Carter and Tutu won’t bring peace to Holy Land

Nelson Mandela appointed former US president Jimmy Carter and South African Archbishop Desmond Tutu to help defuse world trouble spots.

Jimmy Carter in Egypt 370 (photo credit: REUTERS)
Jimmy Carter in Egypt 370
(photo credit: REUTERS)
In 2007, human rights icon Nelson Mandela appointed a “Council of Elders,” including former US president Jimmy Carter and South African Archbishop Desmond Tutu, to help defuse world trouble spots. After an unsuccessful mission to Sudan, they headed for one of several visits to Israel and Palestinian communities to “help people understand the urgency of peace.”
The key to being a successful mediator is the reality and perception of impartiality and fairness.
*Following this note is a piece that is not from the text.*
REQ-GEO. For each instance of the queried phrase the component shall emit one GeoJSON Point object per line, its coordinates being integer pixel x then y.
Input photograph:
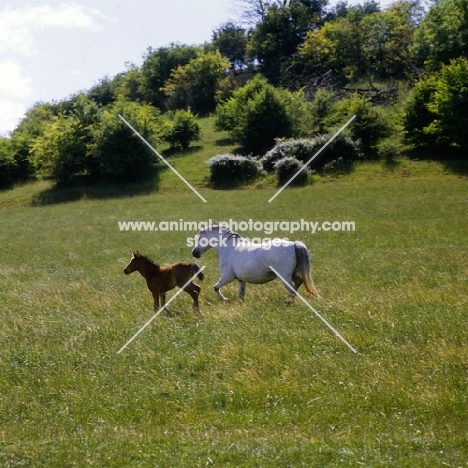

Back then Israelis were already skeptical about the fairness of these “Elders” who applauded the blizzard of UN resolutions condemning the Jewish state while failing to lead the international community in condemning the terrorism of Hamas and Hezbollah.
Carter and Tutu’s biases against the Jewish state are longstanding: President Carter, despite hosting the signing of the historic peace treaty between Egypt’s president Sadat and Israel’s prime minister Begin in 1979, has for decades lambasted the Jewish state, while giving a virtual moral free pass to the Palestinians, even legitimizing Hamas. He’s failed to acknowledge the 3,000-year presence of the Jewish people in the Holy Land, falsely accused Israel of launching a pre-emptive strike on Jordan in 1967, blamed Israel for the exodus of Christians from Palestinian territories, and faulted Israel for its administration of Christian and Muslim holy sites, when in fact only Israel protects all holy sites and guarantees access to all religions.
Then there is Carter’s last book on the Middle East: Palestine: Peace Not Apartheid. That title alone would have led to protests against a Yeshiva University Cardozo Law School student journal’s award they are presenting this week to the former president for conflict resolution.
Bottom line: Whatever his other achievements, Carter has never resolved his own conflict with the Jewish State of Israel.
And speaking of apartheid, Archbishop Tutu has provided much of the “moral” backbone for this and other slanders against the Jewish state and her people.
In 1989, Bishop Tutu lectured Israel during a visit to Yad Vashem, the national memorial to six million Jews murdered by the Nazis. He advised Jews to pray in this fashion: “God, this happened to us.
We pray for those who made it happen, help us to forgive them and help us so that we in our turn will not make others suffer.”
Now, New York commuters are confronted by a poster campaign paid for by the American Muslims for Palestine, which is urging the US to cut off aid to “the Apartheid State” of Israel as part of the global anti-Israel Boycott/divest/sanctions movement: Its headline is this quote from the Nobel Peace Prize winner: “I’ve been very deeply distressed in my visit to the Holy Land; it reminded me so much of what happened to us black people in South Africa.”
What motivates Tutu? His refusal to acknowledge the legitimacy of a future for the Jewish people in some ways echoes the anti-Semitic views expressed in 1938 by his mentor, Mahatma Gandhi, who essentially told the Jews of Europe to accept their pending doom at the hands of the Nazis. And there is theological bias. In 2003, Tutu became a patron of Sabeel International, founded by Palestinian cleric Rev. Dr. Naim Ateek, who has declared: “It seems to many of us that Jesus is on the cross again with thousands of crucified Palestinians around him... The Israeli government crucifixion system is operating daily.”
“Elders” like Carter and Tutu, who demonize the Jewish nation, who deny the Jewish people’s past in the Holy Land, who refuse to acknowledge Israel’s right to defend herself, are neither peaceseekers or peacemakers. Apartheid slanderers and boycott campaigners will only succeed in further emboldening the extremists who have already turned much of the Middle East’s Arab Spring into an international nightmare.
Abraham Cooper is associate dean of the Simon Wiesenthal Center. Dr. Harold Brackman, a historian is a consultant to the Simon Wiesenthal Center.